Checklist for Artificial Intelligence in Medical Imaging Reporting Adherence in Peer-Reviewed and Preprint Manuscripts With the Highest Altmetric Attention Scores: A Meta-Research Study

Abstract

French

Purpose: To establish reporting adherence to the Checklist for Artificial Intelligence in Medical Imaging (CLAIM) in diagnostic accuracy AI studies with the highest Altmetric Attention Scores (AAS), and to compare completeness of reporting between peer-reviewed manuscripts and preprints.

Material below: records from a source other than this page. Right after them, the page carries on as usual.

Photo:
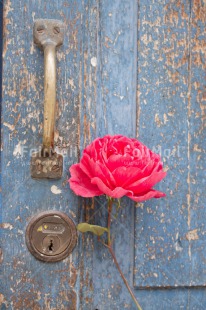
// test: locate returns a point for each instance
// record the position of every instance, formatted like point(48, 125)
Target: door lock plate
point(51, 236)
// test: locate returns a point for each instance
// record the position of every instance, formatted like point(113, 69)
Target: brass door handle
point(48, 34)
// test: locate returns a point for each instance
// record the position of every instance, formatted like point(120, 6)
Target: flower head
point(117, 166)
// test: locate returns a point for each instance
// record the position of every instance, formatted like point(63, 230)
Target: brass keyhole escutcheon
point(51, 236)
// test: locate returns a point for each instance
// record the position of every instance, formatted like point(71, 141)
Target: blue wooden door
point(129, 67)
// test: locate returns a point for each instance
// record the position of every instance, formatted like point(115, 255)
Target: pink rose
point(117, 166)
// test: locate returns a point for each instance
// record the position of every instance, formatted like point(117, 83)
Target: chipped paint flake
point(192, 235)
point(94, 61)
point(55, 190)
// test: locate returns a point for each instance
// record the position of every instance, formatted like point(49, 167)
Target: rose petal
point(118, 192)
point(97, 169)
point(126, 176)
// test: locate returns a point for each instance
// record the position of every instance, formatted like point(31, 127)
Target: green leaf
point(97, 230)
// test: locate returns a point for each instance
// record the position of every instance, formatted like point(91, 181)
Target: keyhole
point(51, 246)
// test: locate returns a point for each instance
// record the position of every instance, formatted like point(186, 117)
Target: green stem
point(109, 246)
point(110, 202)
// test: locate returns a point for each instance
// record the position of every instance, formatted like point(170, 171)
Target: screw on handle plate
point(48, 35)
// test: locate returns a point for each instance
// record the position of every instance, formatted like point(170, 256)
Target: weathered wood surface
point(170, 233)
point(168, 87)
point(28, 283)
point(97, 77)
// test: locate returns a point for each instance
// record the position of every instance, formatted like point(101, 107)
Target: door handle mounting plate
point(48, 35)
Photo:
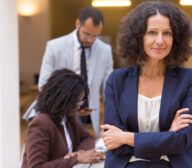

Methods: MEDLINE, EMBASE, arXiv, bioRxiv, and medRxiv were retrospectively searched for 100 diagnostic accuracy medical imaging AI studies in peer-reviewed journals and preprint platforms with the highest AAS since the release of CLAIM to June 24, 2021. Studies were evaluated for adherence to the 42-item CLAIM checklist with comparison between peer-reviewed manuscripts and preprints. The impact of additional factors was explored including body region, models on COVID-19 diagnosis and journal impact factor. Results: Median CLAIM adherence was 48% (20/42). The median CLAIM score of manuscripts published in peer-reviewed journals was higher than preprints, 57% (24/42) vs 40% (16/42), P < .0001. Chest radiology was the body region with the least complete reporting (P = .0352), with manuscripts on COVID-19 less complete than others (43% vs 54%, P = .0002). For studies published in peer-reviewed journals with an impact factor, the CLAIM score correlated with impact factor, rho = 0.43, P = .0040. Completeness of reporting based on CLAIM score had a positive correlation with a study’s AAS, rho = 0.68, P < .0001. Conclusions: Overall reporting adherence to CLAIM is low in imaging diagnostic accuracy AI studies with the highest AAS, with preprints reporting fewer study details than peer-reviewed manuscripts. Improved CLAIM adherence could promote adoption of AI into clinical practice and facilitate investigators building upon prior works.

Keywords

artificial intelligence evidence-based medicine guideline methods radiology research design

Introduction

Research into the application of artificial intelligence (AI) to radiology is becoming increasingly popular. The number of publications on AI in medical imaging increased from about 100-150 per year in 2007-2008 to 700-800 per year in 2016-2017.¹ In 2018-2019, about 25% of published articles in Radiology were related to radiomics or AI.² A significant proportion of these publications assessed diagnostic accuracy; a systematic review by Kelly et al in April 2022 found that over 30% of radiology AI studies applied AI to classify lesions using medical imaging.³ The completeness of reporting of diagnostic accuracy studies has been shown to vary. This can make it difficult for readers to assess the generalizability and sources of bias within a study and which may be a barrier to the acceptance of a study’s findings in clinical practice or as a basis for future research.^4,5

In March 2020, the Checklist for AI in Medical Imaging (CLAIM) guide was published by Mongan, Moy, and Kahn Jr and endorsed by Radiology: Artificial Intelligence.⁶ CLAIM is a 42-item checklist that builds upon the Standards for Reporting of Diagnostic Accuracy Studies (STARD) 2015 statement, designed to evaluate reporting completeness specific to applications of AI in medical imaging.⁷ Since its release, the adherence to CLAIM has been unclear. Clarifying the uptake of CLAIM and identifying items that are infrequently reported would provide guidance to publishing platforms and investigators by identifying areas for improved reporting in future works. Understanding how reporting completeness compares between manuscripts in peer-reviewed journals and on non-peer-reviewed preprint platforms, where many diagnostic imaging AI studies are published, would alert readers to differences between these and encourage them to apply an appropriate degree of scrutiny based on the publication source. This could facilitate the acceptance and adoption of some AI models over others in practice.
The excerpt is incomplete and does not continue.